Scott Nova, Directeur exécutif du Workers Rights Consortium, basé aux États-Unis, a indiqué que les défis de l’industrie de la confection au Bangladesh n’étaient pas nouveaux ni inconnus des enseignes et des détaillants. Aussi bien les usines de Rana Plaza et de Tazreen avaient fait l’objet d’inspections volontaires avant les catastrophes meurtrières qui y ont eu lieu.

La différence, c’est le caractère exécutoire de l’Accord, qui à ce jour a été signé par 217 enseignes. Le détaillant suédois H&M a été l’un des premiers à signer et KG Fagerlin, conseiller principal chez H&M, dit que la coopération a représenté un facteur clé des changements que l’Accord a produit en faveur des travailleurs et travailleuses au Bangladesh.

“Le travail ne s’arrête pas lorsque vous apposez votre signature en bas du document,” indique Jenny Holdcroft. Directrice politique d’IndustriALL.

Une usine qui a été inspectée accepte un plan d’actions correctives (PAC), ainsi qu’un calendrier pour apporter les solutions. C’est à l’aune du PAC que les progrès sont mesurés.

Trois ans après sa création, l’Accord a inspecté 1.651 usines et fait procéder à plus de 50.000 adaptations de sécurité, mais la pression doit être maintenue parce que de nombreuses améliorations essentielles en matière de sécurité restent à faire.

“Donc, oui, il y a encore des défis, mais l’Accord est l’outil le plus efficace à ce jour en raison de son caractère collaboratif, juridiquement contraignant et transparent,” précise Jenny Holdcroft.

Il existe un processus pour le cas où les usines ne se conforment pas à l’Accord.

À ce jour, 26 usines qui n’avaient pas pris les mesures requises en temps voulu ont vu leurs relations commerciales avec les enseignes signataires de l’Accord rompues.

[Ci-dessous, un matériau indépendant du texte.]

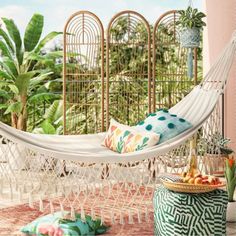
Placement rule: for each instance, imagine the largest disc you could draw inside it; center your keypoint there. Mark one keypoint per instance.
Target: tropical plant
(21, 76)
(191, 18)
(217, 144)
(230, 178)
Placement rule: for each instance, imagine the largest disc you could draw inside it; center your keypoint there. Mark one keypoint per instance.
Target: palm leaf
(15, 36)
(54, 112)
(33, 32)
(44, 97)
(10, 66)
(4, 94)
(37, 80)
(4, 49)
(46, 39)
(23, 80)
(3, 106)
(5, 75)
(7, 40)
(14, 107)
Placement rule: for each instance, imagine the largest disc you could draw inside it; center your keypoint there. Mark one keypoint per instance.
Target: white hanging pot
(190, 37)
(231, 212)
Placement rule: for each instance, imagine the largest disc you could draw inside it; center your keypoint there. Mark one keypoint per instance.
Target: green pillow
(164, 123)
(56, 225)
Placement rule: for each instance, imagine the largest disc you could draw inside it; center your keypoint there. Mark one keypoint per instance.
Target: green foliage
(217, 144)
(191, 18)
(230, 178)
(22, 68)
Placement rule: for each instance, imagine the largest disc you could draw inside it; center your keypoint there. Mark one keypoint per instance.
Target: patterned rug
(13, 218)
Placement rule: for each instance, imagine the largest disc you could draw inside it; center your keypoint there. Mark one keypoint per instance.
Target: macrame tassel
(20, 195)
(102, 217)
(41, 205)
(190, 63)
(93, 214)
(139, 217)
(16, 187)
(11, 192)
(24, 189)
(30, 201)
(121, 218)
(1, 187)
(72, 213)
(62, 208)
(131, 220)
(51, 207)
(82, 214)
(146, 215)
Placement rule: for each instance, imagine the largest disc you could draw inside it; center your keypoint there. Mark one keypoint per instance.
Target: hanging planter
(190, 37)
(191, 24)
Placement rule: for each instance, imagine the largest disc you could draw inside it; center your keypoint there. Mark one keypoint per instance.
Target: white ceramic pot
(231, 212)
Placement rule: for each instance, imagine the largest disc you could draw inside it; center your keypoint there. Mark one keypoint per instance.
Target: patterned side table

IndustriALL compte 15 syndicats de la confection affiliés au Bangladesh, qui sont représentés au sein du comité de pilotage de l’Accord. La Secrétaire régionale d’IndustriALL Apoorva Kaiwar indique que cela leur donne une plateforme au départ de laquelle ils peuvent faire partie de la solution sur le terrain.

L’Accord actuel est valable jusqu’en 2018 ; que se passera-t-il ensuite ?

La Secrétaire générale adjointe d’UNI Global Union Christy Hoffman dit que la sécurité des travailleurs au Bangladesh est, au bout du compte, de la responsabilité du gouvernement, mais que jusqu’à ce qu’il soit prêt à pleinement assumer cette responsabilité, les acteurs de l’Accord poursuivront leur travail.

“Même si d’importants progrès ont été accomplis dans l’industrie de la confection, changer des habitudes de travail vieilles de 30 ans prend du temps. Nous ne pouvons collectivement nous en détourner. Nous devons finir la tâche que nous avons entreprise et nous y atteler aussi longtemps que nécessaire.”